Background: Plasma biomarkers have emerged as promising screening tools for Alzheimer's disease (AD) because of their potential to detect amyloid β (Aβ) accumulation in the brain. One such candidate is the plasma Aβ42/40 ratio (Aβ42/40). Unlike previous research that used traditional immunoassay, recent studies that measured plasma Aβ42/40 using fully automated platforms reported promising results. However, its utility should be confirmed using a broader patient population, focusing on the potential for early detection.
Methods: We recruited 174 participants, including healthy controls (HC) and patients with clinical diagnoses of AD, frontotemporal lobar degeneration, dementia with Lewy bodies/Parkinson's disease, mild cognitive impairment (MCI), and others, from a university memory clinic. We examined the performance of plasma Aβ42/40, measured using the fully automated high-sensitivity chemiluminescence enzyme (HISCL) immunoassay, in detecting amyloid-positron emission tomography (PET)-derived Aβ pathology. We also compared its performance with that of Simoa-based plasma phosphorylated tau at residue 181 (p-tau181), glial fibrillary acidic protein (GFAP), and neurofilament light (NfL).
Results: Using the best cut-off derived from the Youden Index, plasma Aβ42/40 yielded an area under the receiver operating characteristic curve (AUC) of 0.949 in distinguishing visually assessed 18F-Florbetaben amyloid PET positivity. The plasma Aβ42/40 had a significantly superior AUC than p-tau181, GFAP, and NfL in the 167 participants with measurements for all four biomarkers. Next, we analyzed 99 participants, including only the HC and those with MCI, and discovered that plasma Aβ42/40 outperformed the other plasma biomarkers, suggesting its ability to detect early amyloid accumulation. Using the Centiloid scale (CL), Spearman's rank correlation coefficient between plasma Aβ42/40 and CL was -0.767. Among the 15 participants falling within the CL values indicative of potential future amyloid accumulation (CL between 13.5 and 35.7), plasma Aβ42/40 categorized 61.5% (8/13) as Aβ-positive, whereas visual assessment of amyloid PET identified 20% (3/15) as positive.

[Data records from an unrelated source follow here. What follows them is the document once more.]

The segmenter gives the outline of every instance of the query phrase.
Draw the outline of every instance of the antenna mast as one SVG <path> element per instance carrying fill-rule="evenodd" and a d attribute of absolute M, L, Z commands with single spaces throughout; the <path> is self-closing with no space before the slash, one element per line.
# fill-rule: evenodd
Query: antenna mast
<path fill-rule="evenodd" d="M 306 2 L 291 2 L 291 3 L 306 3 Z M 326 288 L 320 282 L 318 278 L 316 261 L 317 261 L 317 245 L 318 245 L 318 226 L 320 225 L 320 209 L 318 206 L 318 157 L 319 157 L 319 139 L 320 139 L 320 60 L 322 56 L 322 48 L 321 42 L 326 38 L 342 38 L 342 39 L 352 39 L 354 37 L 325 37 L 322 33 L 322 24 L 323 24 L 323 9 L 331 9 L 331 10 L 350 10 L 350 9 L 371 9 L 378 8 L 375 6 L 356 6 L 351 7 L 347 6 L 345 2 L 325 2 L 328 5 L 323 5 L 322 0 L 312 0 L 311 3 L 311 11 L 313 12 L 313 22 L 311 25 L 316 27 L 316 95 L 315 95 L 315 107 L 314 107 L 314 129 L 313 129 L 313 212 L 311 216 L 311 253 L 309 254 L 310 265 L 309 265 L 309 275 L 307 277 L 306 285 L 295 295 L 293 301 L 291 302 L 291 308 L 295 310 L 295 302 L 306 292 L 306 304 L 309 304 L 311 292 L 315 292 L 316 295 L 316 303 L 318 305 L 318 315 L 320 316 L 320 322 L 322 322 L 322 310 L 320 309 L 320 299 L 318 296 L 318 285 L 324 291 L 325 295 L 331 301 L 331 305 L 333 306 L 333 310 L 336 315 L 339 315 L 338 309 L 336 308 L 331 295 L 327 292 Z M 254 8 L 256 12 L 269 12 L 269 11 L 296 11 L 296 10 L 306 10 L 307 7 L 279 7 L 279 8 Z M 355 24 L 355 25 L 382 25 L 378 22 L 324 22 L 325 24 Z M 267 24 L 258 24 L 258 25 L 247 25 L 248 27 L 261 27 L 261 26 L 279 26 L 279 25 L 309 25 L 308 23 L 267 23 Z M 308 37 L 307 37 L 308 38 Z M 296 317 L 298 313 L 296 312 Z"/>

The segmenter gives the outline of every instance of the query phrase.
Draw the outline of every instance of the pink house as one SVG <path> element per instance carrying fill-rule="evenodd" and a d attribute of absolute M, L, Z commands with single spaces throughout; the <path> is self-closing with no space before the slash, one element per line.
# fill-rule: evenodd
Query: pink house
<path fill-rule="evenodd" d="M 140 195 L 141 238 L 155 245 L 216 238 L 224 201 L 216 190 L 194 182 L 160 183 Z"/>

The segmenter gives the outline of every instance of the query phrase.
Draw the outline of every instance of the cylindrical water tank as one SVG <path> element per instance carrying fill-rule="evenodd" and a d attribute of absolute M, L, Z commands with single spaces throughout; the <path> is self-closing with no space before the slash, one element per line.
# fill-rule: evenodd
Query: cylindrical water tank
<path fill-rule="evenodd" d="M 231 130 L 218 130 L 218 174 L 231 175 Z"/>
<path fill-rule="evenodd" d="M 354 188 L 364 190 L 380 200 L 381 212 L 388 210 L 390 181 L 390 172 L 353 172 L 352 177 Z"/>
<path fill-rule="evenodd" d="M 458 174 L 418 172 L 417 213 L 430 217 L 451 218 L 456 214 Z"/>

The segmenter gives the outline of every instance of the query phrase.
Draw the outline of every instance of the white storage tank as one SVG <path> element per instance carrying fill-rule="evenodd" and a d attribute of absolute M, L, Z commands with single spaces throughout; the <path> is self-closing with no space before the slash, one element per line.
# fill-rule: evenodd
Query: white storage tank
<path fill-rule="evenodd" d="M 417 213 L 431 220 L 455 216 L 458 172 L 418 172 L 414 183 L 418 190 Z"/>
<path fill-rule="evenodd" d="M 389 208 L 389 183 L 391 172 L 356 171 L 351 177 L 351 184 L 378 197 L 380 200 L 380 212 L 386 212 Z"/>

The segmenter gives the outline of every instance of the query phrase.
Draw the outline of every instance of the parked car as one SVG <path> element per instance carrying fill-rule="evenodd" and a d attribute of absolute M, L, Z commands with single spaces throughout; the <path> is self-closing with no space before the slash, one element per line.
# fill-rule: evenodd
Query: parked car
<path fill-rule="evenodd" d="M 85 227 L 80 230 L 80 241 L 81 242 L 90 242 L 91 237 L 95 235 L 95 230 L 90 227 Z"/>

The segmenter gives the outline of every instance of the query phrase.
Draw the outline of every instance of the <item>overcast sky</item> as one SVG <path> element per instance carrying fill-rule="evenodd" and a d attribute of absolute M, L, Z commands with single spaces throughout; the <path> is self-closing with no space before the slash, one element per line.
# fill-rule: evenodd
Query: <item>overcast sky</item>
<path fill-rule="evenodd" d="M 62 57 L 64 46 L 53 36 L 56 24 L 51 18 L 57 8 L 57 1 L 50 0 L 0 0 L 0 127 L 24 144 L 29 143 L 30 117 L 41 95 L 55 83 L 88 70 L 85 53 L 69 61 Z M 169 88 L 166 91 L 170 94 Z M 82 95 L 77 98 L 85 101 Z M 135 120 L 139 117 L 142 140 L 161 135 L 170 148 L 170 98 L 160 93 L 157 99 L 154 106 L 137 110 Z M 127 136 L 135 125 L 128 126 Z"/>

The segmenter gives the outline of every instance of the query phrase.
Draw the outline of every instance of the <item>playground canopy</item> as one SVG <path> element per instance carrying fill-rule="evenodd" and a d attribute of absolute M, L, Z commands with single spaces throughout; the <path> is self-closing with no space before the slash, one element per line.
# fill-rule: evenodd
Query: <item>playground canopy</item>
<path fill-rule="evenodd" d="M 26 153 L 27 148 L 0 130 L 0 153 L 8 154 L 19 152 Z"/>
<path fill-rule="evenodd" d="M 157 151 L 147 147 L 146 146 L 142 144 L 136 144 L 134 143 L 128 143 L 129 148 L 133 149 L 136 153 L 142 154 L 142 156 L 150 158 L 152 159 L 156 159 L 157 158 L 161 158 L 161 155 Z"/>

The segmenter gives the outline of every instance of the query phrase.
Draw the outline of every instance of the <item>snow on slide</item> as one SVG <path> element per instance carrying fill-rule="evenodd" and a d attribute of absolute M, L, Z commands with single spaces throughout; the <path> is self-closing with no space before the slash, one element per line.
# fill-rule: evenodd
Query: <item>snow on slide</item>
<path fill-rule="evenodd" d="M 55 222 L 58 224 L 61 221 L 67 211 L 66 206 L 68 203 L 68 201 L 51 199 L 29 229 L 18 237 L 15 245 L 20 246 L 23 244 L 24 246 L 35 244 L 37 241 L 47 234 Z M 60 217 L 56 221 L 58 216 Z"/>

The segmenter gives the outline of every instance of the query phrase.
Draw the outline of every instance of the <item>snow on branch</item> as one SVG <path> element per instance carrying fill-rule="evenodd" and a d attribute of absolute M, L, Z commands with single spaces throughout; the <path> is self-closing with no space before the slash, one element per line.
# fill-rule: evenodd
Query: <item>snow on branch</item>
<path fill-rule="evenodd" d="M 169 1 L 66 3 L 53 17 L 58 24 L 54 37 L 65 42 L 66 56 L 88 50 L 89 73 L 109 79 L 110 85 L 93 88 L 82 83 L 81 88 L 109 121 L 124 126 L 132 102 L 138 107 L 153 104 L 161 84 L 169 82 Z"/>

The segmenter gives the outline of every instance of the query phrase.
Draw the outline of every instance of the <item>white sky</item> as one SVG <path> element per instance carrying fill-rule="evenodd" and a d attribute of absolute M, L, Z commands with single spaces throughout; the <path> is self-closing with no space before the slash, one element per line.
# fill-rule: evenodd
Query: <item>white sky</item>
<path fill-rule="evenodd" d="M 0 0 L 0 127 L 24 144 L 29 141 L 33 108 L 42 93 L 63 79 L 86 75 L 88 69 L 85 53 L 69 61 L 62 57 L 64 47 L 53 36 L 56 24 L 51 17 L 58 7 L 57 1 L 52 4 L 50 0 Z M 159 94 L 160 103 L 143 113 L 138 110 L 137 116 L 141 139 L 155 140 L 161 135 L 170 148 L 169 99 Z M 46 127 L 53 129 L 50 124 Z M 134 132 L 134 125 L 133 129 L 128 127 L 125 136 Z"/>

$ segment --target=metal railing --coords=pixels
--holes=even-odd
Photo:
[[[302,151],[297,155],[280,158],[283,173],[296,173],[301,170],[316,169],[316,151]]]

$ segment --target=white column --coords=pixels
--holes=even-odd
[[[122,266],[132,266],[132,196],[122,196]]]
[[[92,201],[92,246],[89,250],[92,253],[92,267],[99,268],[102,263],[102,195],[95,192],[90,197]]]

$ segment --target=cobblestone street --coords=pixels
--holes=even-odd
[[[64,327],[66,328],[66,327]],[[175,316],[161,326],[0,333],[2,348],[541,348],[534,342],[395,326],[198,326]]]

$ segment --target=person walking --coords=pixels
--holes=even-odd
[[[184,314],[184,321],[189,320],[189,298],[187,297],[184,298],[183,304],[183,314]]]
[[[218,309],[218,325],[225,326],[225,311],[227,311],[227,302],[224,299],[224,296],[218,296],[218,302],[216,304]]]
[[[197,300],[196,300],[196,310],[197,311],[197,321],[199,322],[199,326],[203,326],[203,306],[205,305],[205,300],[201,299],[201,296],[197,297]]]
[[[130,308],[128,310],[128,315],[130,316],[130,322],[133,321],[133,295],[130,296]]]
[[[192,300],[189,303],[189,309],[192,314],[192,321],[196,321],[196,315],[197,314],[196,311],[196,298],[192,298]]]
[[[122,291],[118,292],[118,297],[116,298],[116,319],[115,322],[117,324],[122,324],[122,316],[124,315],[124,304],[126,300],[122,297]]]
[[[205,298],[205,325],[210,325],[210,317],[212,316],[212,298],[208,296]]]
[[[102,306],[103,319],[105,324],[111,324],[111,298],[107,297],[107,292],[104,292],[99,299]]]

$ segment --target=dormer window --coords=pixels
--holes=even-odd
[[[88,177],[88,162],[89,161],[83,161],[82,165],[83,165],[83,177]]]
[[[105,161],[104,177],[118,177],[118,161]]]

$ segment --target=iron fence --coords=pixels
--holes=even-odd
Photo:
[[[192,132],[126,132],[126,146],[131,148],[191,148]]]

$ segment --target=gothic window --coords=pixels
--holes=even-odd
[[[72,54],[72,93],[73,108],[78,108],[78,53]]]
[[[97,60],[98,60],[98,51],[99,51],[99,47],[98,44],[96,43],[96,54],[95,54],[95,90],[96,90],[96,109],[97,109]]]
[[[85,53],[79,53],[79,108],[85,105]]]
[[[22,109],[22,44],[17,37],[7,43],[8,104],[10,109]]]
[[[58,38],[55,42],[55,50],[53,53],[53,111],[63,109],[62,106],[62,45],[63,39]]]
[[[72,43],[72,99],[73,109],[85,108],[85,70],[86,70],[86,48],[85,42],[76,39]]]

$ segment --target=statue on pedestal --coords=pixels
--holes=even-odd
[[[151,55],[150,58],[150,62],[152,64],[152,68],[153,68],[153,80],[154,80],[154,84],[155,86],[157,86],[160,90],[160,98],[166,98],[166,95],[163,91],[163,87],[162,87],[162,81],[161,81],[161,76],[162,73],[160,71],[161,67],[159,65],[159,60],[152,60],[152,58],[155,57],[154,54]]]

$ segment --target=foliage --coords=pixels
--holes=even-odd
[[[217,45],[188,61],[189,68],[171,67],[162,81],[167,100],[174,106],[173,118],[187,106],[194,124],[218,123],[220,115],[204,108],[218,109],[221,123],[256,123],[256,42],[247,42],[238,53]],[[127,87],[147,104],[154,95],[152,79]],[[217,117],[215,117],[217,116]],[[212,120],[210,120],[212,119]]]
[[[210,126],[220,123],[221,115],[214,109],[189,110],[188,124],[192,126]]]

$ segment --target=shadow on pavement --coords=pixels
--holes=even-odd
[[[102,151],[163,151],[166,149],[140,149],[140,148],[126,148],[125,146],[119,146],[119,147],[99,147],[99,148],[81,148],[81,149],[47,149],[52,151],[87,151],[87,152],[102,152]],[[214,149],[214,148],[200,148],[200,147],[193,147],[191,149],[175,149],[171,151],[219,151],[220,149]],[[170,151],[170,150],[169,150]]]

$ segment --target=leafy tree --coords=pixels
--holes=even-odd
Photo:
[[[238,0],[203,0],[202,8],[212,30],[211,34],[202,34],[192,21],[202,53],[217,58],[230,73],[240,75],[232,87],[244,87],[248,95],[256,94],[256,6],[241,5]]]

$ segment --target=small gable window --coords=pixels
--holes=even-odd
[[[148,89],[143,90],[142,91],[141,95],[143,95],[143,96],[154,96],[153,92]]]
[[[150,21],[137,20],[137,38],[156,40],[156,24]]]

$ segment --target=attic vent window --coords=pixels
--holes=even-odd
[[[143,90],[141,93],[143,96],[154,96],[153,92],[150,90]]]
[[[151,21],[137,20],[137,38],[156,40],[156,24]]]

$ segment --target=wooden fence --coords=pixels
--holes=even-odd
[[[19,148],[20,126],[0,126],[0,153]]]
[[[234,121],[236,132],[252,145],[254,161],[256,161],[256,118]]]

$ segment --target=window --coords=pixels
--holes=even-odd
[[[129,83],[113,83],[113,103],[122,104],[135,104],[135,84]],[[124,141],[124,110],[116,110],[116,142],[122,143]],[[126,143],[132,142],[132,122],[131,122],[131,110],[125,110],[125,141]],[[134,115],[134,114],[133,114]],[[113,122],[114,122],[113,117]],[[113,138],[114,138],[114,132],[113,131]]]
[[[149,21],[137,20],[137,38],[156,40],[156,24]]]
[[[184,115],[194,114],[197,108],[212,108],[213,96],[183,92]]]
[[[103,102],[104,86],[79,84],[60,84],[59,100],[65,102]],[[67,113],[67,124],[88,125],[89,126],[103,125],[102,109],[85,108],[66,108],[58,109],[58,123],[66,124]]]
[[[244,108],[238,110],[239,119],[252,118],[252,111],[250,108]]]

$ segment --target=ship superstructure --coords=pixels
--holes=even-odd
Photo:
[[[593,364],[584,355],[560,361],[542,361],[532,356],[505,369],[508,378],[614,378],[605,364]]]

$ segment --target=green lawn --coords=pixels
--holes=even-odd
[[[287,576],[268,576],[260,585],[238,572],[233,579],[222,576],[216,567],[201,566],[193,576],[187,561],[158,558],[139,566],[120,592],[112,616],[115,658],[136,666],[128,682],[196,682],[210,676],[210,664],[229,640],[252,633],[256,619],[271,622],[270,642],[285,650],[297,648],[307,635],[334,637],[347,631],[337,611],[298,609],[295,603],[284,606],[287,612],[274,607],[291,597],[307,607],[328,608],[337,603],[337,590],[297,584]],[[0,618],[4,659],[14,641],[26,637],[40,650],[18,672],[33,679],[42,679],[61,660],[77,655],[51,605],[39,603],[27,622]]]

Conclusion: Plasma Aβ42/40 measured using the fully automated HISCL platform showed excellent performance in identifying Aβ accumulation in the brain in a well-characterized cohort. This equipment may be useful for screening amyloid pathology because it has the potential to detect early amyloid pathology and is readily applied in clinical settings.
Keywords: Alzheimer’s disease; Amyloid positron emission tomography; Amyloid β; Centiloid; Plasma Aβ42/40.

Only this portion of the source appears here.